Our talk yesterday was about using Transformer models to win a Kaggle competition at a training cost of less than $50 on Azure. Fortunately, Alon understands what Transformer models are, and he did a wonderful job of summarizing what Transformer model is in about 5 minutes.
I really wanted to learn more about Transforrmer models; I've been treating them mostly as a black box and using pre-trained Transformer models to make cool things like my semantic wine review search engine. Coincidentally, this morning someone from work linked this tweet:
and he subsequently found a link to this fantastic explanation of Transformer models called Transformers From Scratch written by Brandon Roher (hi Brandon!) I'm still working through the piece but one thing that I had not understood before was how matrix multiplication and one-hot encoded vectors are used to do branch-free selection of rows from a table. Let that sink in for a minute: how would you do that WITHOUT COMPARISONS and BRANCHING? 🤯
Apparently this is one of the key insights from Transformers. There's a whole lot of branching and comparing in this Python list comprehension:
[x for x in ['fizz','buzz','fizz','fizz'] if x == 'fizz']
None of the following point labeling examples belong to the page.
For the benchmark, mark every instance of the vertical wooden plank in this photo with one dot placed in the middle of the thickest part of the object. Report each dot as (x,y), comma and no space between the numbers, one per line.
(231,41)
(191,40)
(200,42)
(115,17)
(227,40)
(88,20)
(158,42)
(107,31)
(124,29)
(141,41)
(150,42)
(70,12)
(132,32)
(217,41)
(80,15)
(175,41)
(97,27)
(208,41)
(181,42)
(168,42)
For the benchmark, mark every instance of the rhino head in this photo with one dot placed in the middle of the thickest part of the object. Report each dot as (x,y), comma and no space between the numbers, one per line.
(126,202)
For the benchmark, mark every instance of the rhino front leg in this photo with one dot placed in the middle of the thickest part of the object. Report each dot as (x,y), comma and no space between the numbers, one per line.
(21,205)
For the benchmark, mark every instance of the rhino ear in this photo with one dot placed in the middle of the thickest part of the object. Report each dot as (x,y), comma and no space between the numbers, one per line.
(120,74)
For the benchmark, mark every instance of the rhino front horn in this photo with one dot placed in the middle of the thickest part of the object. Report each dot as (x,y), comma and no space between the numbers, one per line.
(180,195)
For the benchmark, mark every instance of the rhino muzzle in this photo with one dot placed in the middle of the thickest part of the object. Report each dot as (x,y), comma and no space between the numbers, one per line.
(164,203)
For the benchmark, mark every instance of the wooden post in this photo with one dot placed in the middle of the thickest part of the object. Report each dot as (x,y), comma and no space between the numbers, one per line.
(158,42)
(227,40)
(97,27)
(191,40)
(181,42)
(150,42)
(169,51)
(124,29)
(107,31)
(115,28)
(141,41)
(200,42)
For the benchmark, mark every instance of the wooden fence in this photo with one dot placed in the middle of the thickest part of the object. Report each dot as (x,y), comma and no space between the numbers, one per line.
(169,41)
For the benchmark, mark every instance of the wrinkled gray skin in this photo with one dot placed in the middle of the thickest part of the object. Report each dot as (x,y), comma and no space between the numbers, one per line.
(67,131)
Continuing to take notes on Brandon's tutorial on the flight home. There is a concept of selective masking that is in the original Transformers paper. Here is an annotated Attention is All You Need paper.
In his explanation, there are a large number of unhelpful predictions where there is a 50:50 probability of some outcome in his highly simplified example. Masking is a concept to drive low probability events to zero to eliminate them from consideration, and is the central idea in Transformers.
He summarizes the first part of his explanation through three ideas:
Turning everything into matrix multiplication is a good idea. As I observed above, being able to select rows out of a table (or matrix) by doing nothing more than matrix multiplication is incredibly efficient.
Each step during training must be differentiable, i.e., each adjustment to a parameter must result in a calculation of the model error / loss function.
Having smooth gradients is really important, He has a nice analogy between ML gradients and hills/mountains/valleys in the real world. He describes the art of data science in ensuring that the gradients are smooth and "well-conditioned", i.e., they shouldn't quickly drop to zero or rise to infinity.